We have a Neuroimage article in press:
The Impact of Global Signal Regression on Resting State Correlations: Are Anti-Correlated Networks Introduced?
Available online 11 October 2008
Kevin Murphy, Rasmus M. Birn, Daniel A. Handwerker, Tyler B. Jones, Peter A. Bandettini
If you want a copy of the article and don't have access, you can email me or one of the other authors.

In the article, we show with both theory and data how global signal regression will create anti-correlations in resting connectivity maps even when no such anti-correlations exist.
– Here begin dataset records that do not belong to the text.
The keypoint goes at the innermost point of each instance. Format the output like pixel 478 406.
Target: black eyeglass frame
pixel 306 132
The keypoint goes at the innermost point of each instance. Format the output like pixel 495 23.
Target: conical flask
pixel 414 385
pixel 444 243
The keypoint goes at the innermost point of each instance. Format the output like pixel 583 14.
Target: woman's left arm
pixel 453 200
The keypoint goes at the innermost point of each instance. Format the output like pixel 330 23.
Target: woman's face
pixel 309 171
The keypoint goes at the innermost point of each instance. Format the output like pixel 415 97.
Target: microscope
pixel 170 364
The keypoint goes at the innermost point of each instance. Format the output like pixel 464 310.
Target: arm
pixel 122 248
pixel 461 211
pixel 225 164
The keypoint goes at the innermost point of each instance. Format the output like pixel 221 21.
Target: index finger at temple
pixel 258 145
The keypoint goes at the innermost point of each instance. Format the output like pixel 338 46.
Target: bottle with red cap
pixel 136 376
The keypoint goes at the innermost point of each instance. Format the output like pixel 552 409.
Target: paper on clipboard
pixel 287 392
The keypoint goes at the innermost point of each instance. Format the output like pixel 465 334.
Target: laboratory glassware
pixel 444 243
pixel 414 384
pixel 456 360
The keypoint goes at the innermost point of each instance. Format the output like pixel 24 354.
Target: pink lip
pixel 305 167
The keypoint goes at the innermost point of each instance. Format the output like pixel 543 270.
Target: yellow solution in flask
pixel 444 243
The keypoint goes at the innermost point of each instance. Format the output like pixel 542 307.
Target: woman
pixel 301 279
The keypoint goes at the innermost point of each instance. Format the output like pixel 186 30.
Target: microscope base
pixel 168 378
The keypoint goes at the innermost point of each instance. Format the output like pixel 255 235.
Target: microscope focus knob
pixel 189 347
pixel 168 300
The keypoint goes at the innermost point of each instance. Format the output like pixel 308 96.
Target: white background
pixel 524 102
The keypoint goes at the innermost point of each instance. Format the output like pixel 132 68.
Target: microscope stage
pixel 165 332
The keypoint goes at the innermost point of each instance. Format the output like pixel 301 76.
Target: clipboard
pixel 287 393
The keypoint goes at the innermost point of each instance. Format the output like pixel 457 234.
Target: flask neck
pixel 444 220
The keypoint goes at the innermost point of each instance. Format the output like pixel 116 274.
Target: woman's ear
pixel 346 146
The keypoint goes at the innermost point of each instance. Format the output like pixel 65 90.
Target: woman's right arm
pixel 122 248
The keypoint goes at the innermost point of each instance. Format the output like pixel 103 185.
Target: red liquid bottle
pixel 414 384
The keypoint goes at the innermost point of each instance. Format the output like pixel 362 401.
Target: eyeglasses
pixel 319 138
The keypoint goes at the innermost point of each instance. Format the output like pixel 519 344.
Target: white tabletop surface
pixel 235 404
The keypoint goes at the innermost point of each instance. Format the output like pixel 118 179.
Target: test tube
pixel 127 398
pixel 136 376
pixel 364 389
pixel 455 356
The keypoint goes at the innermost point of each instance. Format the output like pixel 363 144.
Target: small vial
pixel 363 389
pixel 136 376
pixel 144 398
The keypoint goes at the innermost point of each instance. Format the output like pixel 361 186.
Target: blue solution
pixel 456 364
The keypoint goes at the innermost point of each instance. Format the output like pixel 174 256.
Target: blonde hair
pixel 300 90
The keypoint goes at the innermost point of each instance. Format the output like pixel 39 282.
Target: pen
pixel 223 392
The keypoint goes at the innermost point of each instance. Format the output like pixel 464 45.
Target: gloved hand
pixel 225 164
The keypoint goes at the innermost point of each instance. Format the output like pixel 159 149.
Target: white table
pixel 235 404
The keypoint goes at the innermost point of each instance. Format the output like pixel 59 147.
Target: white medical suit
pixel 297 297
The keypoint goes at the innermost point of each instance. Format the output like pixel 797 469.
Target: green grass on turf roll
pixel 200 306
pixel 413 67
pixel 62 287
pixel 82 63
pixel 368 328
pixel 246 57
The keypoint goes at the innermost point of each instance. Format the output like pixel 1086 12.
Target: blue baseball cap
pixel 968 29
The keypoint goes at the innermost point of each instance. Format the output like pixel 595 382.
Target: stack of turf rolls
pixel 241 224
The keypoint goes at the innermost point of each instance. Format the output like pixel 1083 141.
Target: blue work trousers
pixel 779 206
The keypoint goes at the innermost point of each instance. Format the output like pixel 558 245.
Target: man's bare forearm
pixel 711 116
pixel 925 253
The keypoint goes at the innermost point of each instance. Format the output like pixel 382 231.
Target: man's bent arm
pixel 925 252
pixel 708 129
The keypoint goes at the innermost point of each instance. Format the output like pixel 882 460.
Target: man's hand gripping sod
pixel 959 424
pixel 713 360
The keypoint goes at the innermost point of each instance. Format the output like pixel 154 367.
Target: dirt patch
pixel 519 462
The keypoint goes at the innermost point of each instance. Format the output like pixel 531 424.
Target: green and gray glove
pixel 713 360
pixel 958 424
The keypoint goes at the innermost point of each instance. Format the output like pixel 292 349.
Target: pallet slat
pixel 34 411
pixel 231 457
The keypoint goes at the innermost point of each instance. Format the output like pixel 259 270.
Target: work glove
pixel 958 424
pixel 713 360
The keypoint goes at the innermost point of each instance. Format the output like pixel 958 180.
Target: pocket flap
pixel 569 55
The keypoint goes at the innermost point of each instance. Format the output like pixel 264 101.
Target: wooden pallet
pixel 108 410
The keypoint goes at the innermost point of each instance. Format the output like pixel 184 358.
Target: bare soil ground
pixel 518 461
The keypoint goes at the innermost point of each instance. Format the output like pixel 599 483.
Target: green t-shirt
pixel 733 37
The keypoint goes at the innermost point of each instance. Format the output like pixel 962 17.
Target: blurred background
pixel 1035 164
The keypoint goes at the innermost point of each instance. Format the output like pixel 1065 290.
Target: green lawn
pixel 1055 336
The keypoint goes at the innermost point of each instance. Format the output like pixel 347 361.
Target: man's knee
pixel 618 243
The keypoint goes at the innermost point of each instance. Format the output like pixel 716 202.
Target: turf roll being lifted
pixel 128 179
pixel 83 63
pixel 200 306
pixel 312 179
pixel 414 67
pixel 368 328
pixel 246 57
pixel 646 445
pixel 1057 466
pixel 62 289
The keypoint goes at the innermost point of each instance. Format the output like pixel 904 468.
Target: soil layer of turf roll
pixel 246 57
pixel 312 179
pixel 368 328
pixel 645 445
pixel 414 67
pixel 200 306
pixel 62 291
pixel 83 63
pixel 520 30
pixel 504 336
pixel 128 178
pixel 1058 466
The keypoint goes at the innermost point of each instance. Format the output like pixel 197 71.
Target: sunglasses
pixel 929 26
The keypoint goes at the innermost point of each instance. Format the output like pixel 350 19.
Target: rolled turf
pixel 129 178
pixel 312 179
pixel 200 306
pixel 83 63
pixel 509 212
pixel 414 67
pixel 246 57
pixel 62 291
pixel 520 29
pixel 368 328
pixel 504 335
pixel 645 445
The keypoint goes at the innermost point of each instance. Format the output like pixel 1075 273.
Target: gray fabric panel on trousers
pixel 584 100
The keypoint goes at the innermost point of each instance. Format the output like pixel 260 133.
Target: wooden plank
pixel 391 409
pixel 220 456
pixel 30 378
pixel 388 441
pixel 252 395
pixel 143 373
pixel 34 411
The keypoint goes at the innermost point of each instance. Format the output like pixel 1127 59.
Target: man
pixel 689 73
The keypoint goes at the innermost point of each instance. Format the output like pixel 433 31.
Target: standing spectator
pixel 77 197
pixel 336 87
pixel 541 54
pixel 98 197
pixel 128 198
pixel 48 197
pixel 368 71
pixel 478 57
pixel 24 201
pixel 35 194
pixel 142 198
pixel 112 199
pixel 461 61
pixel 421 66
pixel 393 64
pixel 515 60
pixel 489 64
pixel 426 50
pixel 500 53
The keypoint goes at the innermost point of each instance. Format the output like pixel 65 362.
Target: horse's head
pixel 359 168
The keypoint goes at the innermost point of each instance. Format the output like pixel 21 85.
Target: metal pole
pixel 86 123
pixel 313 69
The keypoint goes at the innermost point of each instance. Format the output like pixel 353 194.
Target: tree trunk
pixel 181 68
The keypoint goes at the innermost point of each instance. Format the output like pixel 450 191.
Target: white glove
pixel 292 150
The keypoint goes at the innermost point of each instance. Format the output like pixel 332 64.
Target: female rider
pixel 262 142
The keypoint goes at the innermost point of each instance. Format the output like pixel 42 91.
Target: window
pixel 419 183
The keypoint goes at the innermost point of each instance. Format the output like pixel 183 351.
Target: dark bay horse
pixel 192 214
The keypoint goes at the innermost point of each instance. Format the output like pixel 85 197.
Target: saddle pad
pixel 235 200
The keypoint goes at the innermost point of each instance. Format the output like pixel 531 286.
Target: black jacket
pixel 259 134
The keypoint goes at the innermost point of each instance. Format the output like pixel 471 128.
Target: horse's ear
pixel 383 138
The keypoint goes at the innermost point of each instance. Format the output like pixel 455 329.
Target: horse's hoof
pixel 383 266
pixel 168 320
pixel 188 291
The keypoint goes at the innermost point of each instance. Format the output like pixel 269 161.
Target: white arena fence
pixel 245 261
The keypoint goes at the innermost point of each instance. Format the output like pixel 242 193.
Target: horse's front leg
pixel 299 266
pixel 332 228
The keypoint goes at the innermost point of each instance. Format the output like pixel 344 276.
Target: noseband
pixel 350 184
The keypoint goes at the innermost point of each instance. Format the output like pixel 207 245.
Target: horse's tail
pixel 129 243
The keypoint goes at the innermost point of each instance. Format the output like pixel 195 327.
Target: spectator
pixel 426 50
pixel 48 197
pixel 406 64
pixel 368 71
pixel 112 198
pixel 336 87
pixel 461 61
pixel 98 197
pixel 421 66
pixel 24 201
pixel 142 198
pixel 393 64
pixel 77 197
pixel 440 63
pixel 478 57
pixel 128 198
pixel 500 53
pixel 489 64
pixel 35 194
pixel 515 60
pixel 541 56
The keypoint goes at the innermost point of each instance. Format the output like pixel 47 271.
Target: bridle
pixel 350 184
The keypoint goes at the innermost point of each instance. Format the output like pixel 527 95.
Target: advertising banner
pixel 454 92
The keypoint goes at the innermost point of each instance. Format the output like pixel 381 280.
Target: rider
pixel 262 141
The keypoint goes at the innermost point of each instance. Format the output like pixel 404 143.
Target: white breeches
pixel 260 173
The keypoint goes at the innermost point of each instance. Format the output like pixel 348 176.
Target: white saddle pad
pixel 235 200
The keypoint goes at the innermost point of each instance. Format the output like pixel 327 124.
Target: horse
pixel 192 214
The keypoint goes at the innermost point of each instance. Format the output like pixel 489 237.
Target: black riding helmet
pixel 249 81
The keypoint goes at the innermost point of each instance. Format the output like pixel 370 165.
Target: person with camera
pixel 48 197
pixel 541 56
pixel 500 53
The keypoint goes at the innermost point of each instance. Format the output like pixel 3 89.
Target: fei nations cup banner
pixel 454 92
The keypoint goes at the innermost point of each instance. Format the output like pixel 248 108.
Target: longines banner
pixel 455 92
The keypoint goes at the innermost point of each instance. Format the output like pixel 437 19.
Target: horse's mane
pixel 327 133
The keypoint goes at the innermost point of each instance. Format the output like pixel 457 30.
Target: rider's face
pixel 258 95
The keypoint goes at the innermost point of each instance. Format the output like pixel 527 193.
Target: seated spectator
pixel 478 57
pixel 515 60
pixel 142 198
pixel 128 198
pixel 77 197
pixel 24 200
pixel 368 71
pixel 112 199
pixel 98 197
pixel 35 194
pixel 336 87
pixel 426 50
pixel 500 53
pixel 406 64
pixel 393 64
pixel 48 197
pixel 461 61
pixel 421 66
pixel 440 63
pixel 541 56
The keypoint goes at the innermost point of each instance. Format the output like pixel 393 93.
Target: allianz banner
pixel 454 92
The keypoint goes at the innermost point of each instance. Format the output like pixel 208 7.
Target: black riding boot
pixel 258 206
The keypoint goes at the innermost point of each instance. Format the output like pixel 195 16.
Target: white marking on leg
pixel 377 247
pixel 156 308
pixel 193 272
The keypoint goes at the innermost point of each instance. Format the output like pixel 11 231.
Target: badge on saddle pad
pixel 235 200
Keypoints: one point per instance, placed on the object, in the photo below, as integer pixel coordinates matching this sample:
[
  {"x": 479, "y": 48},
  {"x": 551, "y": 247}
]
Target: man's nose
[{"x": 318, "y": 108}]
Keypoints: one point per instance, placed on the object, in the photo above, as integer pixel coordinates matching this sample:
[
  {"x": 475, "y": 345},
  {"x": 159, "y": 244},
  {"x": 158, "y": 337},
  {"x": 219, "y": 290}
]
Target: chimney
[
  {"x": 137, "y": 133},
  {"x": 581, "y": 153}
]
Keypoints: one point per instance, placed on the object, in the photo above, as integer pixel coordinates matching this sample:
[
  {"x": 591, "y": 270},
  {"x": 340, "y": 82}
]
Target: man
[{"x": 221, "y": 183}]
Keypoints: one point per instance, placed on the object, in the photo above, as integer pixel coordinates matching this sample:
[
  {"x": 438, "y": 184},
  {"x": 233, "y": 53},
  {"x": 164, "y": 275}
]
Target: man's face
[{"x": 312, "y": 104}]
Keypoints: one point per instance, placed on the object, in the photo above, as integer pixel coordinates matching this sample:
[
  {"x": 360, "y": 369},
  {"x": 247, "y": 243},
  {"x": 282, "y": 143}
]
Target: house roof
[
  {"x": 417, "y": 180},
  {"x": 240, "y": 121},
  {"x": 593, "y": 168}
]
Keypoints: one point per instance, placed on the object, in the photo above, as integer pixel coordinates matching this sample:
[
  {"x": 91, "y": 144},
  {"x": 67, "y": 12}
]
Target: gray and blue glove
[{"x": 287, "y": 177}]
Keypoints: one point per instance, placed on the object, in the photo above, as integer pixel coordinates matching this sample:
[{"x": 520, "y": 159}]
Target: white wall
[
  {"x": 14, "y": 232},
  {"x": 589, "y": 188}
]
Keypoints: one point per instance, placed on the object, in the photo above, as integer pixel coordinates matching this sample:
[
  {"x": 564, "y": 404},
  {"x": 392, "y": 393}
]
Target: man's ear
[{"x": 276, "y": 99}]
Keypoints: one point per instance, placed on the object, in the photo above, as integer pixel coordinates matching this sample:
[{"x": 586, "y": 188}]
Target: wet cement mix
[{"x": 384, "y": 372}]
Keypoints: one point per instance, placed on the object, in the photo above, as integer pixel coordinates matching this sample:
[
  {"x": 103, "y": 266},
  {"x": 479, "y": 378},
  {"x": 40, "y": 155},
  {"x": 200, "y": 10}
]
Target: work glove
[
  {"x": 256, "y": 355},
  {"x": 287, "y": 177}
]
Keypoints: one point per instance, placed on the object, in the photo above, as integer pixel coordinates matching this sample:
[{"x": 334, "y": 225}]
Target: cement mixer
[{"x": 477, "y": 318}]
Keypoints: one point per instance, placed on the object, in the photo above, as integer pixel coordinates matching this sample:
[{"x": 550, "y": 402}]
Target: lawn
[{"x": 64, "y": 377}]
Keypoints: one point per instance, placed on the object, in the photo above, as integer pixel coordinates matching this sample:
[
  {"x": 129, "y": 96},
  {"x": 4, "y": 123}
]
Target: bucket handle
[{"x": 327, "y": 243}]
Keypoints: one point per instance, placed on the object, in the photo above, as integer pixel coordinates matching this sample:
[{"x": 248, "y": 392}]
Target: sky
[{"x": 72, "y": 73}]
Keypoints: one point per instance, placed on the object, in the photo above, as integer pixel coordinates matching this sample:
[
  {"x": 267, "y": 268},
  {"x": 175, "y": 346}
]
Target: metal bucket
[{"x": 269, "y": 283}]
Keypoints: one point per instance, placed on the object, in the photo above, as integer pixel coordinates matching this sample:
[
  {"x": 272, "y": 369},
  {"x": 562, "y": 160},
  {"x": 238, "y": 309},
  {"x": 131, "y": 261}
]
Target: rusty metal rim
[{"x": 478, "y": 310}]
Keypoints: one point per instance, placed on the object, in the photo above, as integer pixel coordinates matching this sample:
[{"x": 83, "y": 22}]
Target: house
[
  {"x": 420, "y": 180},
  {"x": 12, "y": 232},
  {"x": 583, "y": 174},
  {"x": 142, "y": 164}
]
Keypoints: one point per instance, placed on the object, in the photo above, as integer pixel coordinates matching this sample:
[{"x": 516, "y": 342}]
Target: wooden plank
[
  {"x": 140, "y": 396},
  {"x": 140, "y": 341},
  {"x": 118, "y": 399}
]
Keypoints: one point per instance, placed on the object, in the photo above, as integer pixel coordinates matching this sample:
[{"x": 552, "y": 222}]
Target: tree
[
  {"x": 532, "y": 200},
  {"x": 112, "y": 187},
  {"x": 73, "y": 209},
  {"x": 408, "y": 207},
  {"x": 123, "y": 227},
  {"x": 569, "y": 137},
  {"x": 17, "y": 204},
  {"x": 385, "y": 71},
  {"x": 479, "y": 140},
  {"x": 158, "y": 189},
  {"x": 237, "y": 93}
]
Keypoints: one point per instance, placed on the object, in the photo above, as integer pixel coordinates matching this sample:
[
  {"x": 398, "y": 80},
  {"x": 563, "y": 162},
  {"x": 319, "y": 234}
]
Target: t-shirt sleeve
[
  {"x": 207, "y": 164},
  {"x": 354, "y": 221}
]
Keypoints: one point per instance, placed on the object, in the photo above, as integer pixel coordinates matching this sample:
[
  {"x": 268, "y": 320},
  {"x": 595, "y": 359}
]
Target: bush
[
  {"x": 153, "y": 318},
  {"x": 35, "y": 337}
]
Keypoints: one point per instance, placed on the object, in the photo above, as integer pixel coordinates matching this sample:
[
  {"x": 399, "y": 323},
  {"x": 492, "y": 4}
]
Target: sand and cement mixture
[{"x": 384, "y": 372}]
We do not say that all anti-correlations following global signal regression are spurious.

1. Still, given, that we now know artificial anti-correlations will be created, is it ever appropriate regress out the global signal before running a seed-based correlation analysis?

2. If an anti-correlated network appears after global signal regression, but not after other methods that try to remove physiological noise, can we trust that the anti-correlated network has neural underpinnings? If not, is there strong evidence beyond fMRI connectivity studies using global signal regression that the default mode network has correlated and anti-correlated regions with a neural origin? The last few paragraphs of the discussion in the manuscript outline the connectivity results using some other analysis methods. I'll again note that I'm intentionally being a bit provocative here.

3. What methods should we use to remove non-neural noise in connectivity studies. In the article we use RETROICOR and Respiration*Volume/Time (RVT) correction, but there are other methods that just regress out CSF or white matter signals. What do the people in this discussion group consider their standard method?